We also used XCTU to run diagnostics on the communication and to organize which message was going where. We made sure that the number that both xbee’s would communicate under was the same, and that the receiving number and the sending number for each Xbee went to each other. Luis helped a lot with this process and was essential to helping us decode what we tried to read online. Once we had them communicating, we aimed to move to the lily pad.
Lily Pad Life: Moving to the lily pad was not incredibly difficult. We used the same pins that we had before on the arduino uno.
Send Lily Pad Schematic (3.7 volt power was just connected to power and ground of one of the lily pads)
Receive Lily Pad Schematic. 3.7 volt power was connected to power and ground of one of the lily pads, and the power jack (the blackish thing in the diagram) was connected to 12V battery pack.
It is important to note that we did not include the power source to the lilypads that we needed. We ended up figuring this out after soldering everything that we forgot the power source. Each lily pad set (one lily pad and one lily pad Xbee), needs one of its plus petals connected to the positive end of a battery and a negative petal to the negative end of a battery. We used batteries under 5 volts to make sure we didn’t fry any lily pads. We also came to the conclusion that we misunderstood that we had to program the lily pads themselves, and that we only uploaded code to the xBee’s. Somehow, some things still worked. Others definitely did not. We uploaded the same code from the Arduino to the lily pad via a USB adapter (but we took the shields off first!). Finally, everything worked!
Sewing the Fabric of Our Love: We first decided on an elastic strap that could be placed anywhere on your body. However, when we discovered how big the wiring of the lilypads and the batteries were, we decided to put them in a backpack to easily move around. The glove was derived from the original story, but we decided to put the pressure sensor on the back of the hand so that sending the message would be more intentional. Instead of accidentally setting it off, we could be sure that the sending person meant to send their love at that moment.

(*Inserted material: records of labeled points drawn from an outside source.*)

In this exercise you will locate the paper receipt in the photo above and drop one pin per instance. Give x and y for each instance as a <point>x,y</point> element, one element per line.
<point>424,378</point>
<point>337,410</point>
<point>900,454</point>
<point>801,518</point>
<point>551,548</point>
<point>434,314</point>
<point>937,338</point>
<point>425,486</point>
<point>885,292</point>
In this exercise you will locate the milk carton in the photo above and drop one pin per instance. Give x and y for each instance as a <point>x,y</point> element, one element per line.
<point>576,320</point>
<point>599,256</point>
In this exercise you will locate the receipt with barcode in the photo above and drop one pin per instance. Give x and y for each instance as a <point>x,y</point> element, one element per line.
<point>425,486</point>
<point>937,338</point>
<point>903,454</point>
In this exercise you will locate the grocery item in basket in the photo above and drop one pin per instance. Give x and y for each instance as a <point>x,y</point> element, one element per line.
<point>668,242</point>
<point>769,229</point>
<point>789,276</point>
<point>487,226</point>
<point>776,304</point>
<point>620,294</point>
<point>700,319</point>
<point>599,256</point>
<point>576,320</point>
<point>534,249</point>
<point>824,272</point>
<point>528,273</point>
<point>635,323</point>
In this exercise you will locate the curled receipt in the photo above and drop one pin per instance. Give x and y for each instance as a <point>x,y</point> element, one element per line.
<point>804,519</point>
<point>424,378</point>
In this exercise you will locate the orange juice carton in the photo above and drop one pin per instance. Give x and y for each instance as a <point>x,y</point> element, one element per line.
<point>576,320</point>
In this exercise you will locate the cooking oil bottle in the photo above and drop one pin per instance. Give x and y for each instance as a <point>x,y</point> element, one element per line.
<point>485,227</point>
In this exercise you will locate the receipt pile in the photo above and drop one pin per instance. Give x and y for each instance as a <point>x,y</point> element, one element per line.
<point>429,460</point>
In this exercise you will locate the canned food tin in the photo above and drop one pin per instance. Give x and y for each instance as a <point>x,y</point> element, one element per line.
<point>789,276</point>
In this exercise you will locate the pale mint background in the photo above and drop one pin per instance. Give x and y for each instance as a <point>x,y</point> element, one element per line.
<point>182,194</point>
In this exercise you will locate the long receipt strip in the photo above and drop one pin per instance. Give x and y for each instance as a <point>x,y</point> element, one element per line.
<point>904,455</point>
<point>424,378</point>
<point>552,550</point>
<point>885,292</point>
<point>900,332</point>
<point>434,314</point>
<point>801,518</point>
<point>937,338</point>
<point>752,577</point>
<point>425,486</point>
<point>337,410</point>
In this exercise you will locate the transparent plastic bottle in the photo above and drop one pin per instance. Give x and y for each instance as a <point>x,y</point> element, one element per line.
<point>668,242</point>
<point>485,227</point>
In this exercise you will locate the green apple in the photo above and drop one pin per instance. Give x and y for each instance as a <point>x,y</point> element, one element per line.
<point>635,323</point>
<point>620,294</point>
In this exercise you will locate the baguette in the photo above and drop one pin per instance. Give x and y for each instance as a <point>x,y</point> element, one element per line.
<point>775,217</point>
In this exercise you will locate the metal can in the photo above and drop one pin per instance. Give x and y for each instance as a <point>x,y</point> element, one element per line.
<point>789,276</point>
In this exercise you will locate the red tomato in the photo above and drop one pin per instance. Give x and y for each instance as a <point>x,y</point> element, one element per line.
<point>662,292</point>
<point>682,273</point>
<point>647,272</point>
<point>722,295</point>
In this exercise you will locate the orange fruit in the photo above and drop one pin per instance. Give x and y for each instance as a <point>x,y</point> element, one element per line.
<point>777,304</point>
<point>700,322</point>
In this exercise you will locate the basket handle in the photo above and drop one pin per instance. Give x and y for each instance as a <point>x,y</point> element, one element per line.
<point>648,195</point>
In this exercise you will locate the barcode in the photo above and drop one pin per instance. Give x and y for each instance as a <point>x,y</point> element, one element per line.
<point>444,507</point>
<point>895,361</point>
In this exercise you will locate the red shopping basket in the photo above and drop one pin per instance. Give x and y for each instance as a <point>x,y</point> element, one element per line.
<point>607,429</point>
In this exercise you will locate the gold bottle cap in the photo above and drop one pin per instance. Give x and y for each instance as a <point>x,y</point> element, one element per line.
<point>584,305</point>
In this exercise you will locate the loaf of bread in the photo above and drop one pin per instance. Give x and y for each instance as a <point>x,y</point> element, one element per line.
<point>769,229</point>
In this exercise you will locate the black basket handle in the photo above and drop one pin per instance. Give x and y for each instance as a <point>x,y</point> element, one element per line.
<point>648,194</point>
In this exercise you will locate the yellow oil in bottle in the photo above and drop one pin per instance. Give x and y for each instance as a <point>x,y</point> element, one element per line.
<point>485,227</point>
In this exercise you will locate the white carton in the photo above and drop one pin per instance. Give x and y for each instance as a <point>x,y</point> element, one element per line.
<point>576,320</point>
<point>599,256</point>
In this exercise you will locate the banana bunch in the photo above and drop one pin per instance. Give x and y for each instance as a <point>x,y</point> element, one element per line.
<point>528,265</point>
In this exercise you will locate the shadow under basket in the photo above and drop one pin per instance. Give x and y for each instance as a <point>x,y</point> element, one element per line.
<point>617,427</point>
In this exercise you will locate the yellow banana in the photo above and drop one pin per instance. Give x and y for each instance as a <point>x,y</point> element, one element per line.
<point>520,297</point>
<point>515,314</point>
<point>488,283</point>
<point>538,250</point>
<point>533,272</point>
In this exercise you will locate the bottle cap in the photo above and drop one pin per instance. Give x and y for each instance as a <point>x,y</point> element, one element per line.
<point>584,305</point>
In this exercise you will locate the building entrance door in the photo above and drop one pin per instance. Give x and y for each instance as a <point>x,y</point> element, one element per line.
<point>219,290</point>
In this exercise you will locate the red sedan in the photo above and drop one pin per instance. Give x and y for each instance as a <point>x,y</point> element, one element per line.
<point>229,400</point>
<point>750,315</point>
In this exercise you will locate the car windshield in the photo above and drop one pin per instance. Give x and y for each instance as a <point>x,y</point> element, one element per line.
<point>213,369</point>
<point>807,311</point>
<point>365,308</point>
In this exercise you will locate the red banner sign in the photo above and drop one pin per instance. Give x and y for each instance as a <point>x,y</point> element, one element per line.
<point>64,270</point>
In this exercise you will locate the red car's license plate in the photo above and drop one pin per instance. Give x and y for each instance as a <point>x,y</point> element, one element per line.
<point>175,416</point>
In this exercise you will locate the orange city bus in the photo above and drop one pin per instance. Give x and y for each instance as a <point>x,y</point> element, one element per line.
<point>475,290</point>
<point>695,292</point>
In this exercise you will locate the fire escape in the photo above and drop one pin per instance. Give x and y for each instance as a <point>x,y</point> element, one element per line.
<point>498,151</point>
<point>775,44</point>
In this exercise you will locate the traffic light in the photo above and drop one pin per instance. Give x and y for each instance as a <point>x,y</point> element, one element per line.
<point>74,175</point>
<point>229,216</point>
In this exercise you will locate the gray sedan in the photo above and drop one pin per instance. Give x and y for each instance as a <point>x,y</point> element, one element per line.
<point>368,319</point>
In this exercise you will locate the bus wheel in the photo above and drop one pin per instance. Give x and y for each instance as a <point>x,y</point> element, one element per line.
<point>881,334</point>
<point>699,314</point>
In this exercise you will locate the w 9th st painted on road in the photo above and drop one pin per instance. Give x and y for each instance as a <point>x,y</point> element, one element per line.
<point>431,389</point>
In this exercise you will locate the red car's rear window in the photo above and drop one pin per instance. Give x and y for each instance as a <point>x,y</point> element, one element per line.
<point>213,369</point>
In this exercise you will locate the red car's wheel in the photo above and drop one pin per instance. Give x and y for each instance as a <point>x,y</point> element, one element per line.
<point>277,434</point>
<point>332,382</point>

Code: In the send code, we define a few variables that we’ll later declare with the values from the pressure sensor. We read the analog values from the sensor, and then add a delay. In the receive code, we set the pin modes, and used the original serial code to check if there was an available value from the sending XBee. If the value is above 50, which would indicate that the pressure sensor had been activated, we set the state to HIGH. If the value received was less than 50, we set the pin values to low. When the pins were HIGH, the heating pad would be activated.
Future Steps: Thermochromic paint would definitely help with documentation and for displaying purposes. Unfortunately, we didn’t have time to paint the heating pad earlier on in the week, and we were afraid to paint it before the show because we didn’t know how long it would take to dry. We also would definitely work with smaller electronics, so the heating pad could move to locations other than above the rib cage.